Sunday, July 21, 2024

Use Descriptive Lineage To Boost Your Data Lineage Tracking

Automation is often in the forefront when discussing Descriptive Lineage and how to attain it. This makes sense as understanding and maintaining a reliable system of data pipelines depend on automating the process of calculating and establishing lineage. In the end, lineage tracing aims to become a hands-off process devoid of human involvement by automating everything through a variety of approaches.

Descriptive or manually generated lineage, often known as custom technical lineage or custom lineage, is a crucial tool for providing a thorough lineage framework that is not typically discussed. Sadly, detailed lineage rarely receives the credit or attention it merits. Among data specialists, “manual stitching” makes them all shudder and flee.

Dr. Irina Steenbeek presents the idea of Descriptive Lineage as “a method to record metadata-based data lineage manually in a repository” in her book, Data lineage from a business viewpoint.

Describe the historical ancestry

In the 1990s, lineage solutions were very specific.

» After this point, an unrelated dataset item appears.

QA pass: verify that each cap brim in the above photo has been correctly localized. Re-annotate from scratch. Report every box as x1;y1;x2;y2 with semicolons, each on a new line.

They were usually centered around a specific technology or use case. ETL tools, largely used for business intelligence and data warehousing, dominated data integration at the time.

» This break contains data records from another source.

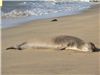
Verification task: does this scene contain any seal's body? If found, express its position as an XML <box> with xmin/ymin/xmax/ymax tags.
<box><xmin>7</xmin><ymin>35</ymin><xmax>100</xmax><ymax>52</ymax></box>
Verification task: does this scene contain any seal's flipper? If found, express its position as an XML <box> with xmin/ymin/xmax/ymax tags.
<box><xmin>60</xmin><ymin>47</ymin><xmax>66</xmax><ymax>50</ymax></box>
<box><xmin>6</xmin><ymin>47</ymin><xmax>17</xmax><ymax>50</ymax></box>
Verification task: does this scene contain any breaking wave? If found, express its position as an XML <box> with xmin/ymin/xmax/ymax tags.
<box><xmin>2</xmin><ymin>1</ymin><xmax>91</xmax><ymax>17</ymax></box>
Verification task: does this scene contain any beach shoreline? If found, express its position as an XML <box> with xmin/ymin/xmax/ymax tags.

Only that one solution’s domain was allowed for vendor solutions for impact and lineage analysis. This simplified matters. A closed sandbox was used for the lineage analysis, which resulted in a matrix of connected paths that applied a standardized method of connectivity using a limited number of operators and controls.

When everything is consistent, comes from a single provider, and has few unknown patterns, automated lineage is easier to accomplish. But that would be like being in a closet with a blindfold on.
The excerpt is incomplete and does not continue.